Dear @mourisl , Thank you for the suggestion. I'll try the command!
Hello @cae803 Have you successfully built the nt database? I am having a lot of difficulties. If you could please tell me if you managed to do it and how, I would be extremely thankful. Thank you!
Hi @vscmarques I have stopped the construction of the database due to insufficient memory. My error is as follows.
Calculating joined length
Writing header
Reserving space for joined string
Could not allocate space for a joined string of 441911838016 elements.
Please try running centrifuge-build on a computer with more memory.
Total time for call to driver() for forward index: 01:47:33
Error: Encountered internal Centrifuge exception (#1)
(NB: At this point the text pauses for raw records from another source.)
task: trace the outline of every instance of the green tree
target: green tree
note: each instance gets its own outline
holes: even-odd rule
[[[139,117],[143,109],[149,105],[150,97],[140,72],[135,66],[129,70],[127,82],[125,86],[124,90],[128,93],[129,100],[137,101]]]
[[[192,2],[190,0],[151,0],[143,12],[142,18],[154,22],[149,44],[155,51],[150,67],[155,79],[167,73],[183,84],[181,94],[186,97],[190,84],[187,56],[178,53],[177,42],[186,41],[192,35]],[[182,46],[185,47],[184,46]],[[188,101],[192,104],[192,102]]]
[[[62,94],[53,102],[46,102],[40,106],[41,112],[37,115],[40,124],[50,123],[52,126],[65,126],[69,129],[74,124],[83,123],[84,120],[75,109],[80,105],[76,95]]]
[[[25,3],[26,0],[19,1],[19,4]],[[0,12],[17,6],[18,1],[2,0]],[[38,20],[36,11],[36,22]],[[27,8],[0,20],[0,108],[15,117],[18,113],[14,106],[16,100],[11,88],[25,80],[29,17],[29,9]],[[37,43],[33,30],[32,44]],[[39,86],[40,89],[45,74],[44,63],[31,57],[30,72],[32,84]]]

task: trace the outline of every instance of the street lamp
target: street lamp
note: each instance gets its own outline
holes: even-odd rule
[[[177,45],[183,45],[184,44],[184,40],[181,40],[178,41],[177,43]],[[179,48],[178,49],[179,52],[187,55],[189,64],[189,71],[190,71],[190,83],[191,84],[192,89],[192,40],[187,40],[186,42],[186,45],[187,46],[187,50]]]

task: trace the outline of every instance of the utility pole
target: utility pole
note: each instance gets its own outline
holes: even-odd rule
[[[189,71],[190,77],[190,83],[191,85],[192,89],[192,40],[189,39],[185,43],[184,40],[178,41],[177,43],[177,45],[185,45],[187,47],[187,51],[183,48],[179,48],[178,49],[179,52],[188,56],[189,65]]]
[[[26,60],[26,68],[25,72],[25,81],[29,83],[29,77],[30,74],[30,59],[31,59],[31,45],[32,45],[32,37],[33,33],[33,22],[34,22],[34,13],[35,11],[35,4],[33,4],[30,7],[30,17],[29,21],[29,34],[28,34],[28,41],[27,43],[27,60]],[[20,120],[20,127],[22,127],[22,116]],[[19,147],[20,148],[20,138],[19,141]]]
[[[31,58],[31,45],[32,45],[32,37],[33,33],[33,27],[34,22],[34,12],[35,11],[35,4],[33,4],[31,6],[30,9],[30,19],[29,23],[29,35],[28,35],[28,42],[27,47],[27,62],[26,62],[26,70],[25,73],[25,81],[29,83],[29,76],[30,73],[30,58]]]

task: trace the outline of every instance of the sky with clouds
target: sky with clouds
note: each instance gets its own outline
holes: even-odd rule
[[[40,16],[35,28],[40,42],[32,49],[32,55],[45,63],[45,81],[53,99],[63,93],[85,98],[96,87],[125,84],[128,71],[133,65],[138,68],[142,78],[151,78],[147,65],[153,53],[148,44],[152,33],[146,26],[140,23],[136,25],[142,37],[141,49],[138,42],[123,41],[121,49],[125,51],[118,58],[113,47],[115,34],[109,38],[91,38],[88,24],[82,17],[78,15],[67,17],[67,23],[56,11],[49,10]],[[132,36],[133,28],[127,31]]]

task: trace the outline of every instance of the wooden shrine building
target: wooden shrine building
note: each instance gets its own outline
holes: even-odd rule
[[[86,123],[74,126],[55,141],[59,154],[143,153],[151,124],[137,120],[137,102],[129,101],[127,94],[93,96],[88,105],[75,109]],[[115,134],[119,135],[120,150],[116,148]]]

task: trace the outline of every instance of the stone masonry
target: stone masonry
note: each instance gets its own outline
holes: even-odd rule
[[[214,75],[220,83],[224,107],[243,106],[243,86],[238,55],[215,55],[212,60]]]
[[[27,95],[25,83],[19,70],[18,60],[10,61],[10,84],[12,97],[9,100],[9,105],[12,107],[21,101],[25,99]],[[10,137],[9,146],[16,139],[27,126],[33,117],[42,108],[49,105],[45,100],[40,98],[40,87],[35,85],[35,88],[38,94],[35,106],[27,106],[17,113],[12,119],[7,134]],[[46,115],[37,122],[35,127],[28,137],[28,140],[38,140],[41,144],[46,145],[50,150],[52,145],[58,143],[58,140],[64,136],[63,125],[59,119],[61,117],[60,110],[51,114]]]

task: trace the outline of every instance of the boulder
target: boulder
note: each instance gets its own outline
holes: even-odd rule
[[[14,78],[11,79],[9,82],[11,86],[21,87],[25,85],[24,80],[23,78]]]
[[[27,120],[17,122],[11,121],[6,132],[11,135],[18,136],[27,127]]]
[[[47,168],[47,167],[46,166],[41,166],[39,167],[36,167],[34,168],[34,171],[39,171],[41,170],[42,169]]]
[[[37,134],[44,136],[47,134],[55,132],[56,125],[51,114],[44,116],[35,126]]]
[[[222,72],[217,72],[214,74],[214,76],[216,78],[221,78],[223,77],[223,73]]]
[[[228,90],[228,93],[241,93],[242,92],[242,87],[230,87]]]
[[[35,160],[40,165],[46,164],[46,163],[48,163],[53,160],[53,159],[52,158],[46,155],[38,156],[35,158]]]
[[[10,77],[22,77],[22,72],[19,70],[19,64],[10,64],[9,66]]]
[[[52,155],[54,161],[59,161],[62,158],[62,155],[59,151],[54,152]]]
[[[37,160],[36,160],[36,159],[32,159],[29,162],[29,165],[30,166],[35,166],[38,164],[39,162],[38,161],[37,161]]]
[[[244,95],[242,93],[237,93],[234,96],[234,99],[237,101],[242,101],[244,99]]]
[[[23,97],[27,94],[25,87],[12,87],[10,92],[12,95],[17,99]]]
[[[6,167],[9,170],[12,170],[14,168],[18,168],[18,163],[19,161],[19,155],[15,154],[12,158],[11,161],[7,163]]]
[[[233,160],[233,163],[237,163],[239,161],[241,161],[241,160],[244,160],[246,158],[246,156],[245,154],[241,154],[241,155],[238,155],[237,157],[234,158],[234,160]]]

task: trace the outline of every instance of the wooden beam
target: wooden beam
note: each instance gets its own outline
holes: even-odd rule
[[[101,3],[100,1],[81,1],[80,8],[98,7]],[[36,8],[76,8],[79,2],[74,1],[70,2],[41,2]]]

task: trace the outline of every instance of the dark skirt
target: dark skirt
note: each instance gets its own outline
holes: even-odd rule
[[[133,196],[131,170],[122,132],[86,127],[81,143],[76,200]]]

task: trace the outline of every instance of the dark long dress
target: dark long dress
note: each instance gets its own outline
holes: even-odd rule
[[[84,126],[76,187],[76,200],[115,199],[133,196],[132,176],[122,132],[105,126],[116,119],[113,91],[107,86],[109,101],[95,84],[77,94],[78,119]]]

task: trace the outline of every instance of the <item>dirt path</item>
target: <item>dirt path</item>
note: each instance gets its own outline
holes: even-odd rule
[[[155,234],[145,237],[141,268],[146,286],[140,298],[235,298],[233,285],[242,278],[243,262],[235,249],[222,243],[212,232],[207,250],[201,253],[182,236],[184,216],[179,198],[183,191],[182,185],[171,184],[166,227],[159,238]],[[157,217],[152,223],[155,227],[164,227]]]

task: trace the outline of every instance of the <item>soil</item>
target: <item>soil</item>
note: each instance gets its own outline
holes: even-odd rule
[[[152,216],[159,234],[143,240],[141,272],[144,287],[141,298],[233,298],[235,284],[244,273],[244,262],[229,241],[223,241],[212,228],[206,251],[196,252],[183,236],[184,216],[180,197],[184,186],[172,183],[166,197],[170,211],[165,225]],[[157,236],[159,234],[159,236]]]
Command: centrifuge-build-bin --wrapper basic-0 -p 1 --ftabchars=14 --conversion-table /dev/fd/63 --taxonomy-tree taxonomy/nodes.dmp --name-table taxonomy/names.dmp nt-dusted.fna tmp_nt/nt
Deleting "tmp_nt/nt.1.cf" file written during aborted indexing attempt.
Deleting "tmp_nt/nt.2.cf" file written during aborted indexing attempt.
Deleting "tmp_nt/nt.3.cf" file written during aborted indexing attempt.
Deleting "tmp_nt/nt.1.cf" file written during aborted indexing attempt.
Deleting "tmp_nt/nt.2.cf" file written during aborted indexing attempt.
Deleting "tmp_nt/nt.3.cf" file written during aborted indexing attempt.
I am currently arranging additional memory.
Hi @vscmarques
I finally completed building nt database using the following command!
make THREADS=32 nt
I referred to this wiki: https://github.com/khyox/recentrifuge/wiki/Centrifuge-nt
It required about 300GB of memory in my workstation. Here is the time consumed. real 513m38.670s user 4125m4.993s sys 75m53.097s
Hi, authors. Thank you for distributing Centrifuge!
I'd like to build nt database by referring to the manual. However, I have an issue with getting a map file.
The gi_taxid_nucl.dmp.gz seems to be out of date. The readme file of the gi_taxid file (ftp://ftp.ncbi.nih.gov/pub/taxonomy//obsolete/gi_taxid.readme) says "the gi_taxid* files update in this directory has been discontinued. Please use files from directory ./accession2taxid".
Are there any plans to support the accession2taxid file? It would be nice to be able to use the new taxid file.